FIRST Quantum Minerals Plc has postponed investment worth US$1 billion in capital projects in Zambia due to uncertainty on the fiscal regime.
Company director of operations Matt Pascal said while the FQM has recorded remarkable growth rates at Kalumbila and Kasanshi mine projects, there has been a lot of challenges faced by the company, citing uncertainity on the fiscal regime and bureaucracy.
“There has been a lot of uncertainty on the fiscal regime. Obviously this started with application of development agreements and continued [a] couple of years ago with doubling of royalty rate and now [the] continued talk on windfall taxes,” Mr Pascall said.

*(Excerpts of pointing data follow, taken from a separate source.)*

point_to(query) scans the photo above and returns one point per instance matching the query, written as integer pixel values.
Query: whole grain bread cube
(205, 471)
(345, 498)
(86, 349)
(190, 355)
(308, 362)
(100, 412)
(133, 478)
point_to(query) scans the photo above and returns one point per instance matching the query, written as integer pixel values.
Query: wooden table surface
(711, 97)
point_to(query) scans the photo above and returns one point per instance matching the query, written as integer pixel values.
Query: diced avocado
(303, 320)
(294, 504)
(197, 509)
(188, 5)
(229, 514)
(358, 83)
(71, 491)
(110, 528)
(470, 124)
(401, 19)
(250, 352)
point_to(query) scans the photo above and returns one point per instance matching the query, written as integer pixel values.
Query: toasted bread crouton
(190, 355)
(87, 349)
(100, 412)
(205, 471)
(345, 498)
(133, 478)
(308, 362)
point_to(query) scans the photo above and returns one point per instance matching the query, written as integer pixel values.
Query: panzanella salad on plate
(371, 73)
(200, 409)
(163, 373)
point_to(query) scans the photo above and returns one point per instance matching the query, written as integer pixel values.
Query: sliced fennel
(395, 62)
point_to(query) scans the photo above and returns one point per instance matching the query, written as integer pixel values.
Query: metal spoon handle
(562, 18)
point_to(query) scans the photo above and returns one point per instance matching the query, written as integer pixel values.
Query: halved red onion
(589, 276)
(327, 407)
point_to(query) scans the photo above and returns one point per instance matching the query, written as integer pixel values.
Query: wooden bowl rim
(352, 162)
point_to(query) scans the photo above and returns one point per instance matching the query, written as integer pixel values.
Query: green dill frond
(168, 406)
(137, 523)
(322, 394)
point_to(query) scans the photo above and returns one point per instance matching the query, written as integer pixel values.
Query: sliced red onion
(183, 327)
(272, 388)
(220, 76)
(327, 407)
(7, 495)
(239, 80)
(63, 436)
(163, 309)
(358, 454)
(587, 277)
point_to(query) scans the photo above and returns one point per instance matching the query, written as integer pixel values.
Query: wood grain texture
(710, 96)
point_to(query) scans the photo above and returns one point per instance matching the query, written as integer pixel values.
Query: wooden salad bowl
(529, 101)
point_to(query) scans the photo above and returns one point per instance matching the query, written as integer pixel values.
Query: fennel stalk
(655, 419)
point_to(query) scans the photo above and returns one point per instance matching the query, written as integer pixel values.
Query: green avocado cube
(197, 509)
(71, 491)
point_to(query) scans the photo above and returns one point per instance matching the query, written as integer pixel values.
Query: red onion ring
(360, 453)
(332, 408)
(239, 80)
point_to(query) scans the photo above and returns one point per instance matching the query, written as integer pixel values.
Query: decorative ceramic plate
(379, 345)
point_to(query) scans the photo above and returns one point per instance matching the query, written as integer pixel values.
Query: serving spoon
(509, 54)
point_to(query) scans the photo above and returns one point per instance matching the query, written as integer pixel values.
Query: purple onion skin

He was speaking at the just-ended Zambia International Mining and Energy Conference and Exhibition in Lusaka on Tuesday.
Mr Pascall also said the case in point is the change in regime related to the export rate on concentrates.
He said while other mining firms have not yet recouped the initial amount on capital costs, and not been affected by the corporate tax regime, it is not the case with Kansanshi which is severely penalised every time there is a tax rate change.
“Ironically, the change in the export tax rate on concentrates, though this was partly government response to claims by existing smelter operators that they have spare capacity on players like FQM that they should not be allowed to export.
The 10 percent export levy on concentrate export has effectively tied up 350 million tonnes of working capital and has delayed tax payments in order of K80 million to Government,” he said.
He said a stable political and fiscal regime is fundamental for huge capital investment decisions.
“As a consequence of the uncertainty in fiscal regime, FQM has slowed down [on] postponed capital investment worth over US$1 billion in capital expenditure programmes in Zambia,” he said.
Meanwhile, FQM says over US$150 million has been withheld in copper value added tax (VAT) refunds for its Kansanshi mine project while about US$500 million worth of VAT refunds at Zambia Revenue Authorityre has also been denied, a situation he described as “a great concern”.
This money, which is owed by Governement to mining firms, will be repaid only when they produce import certificates from destination countries.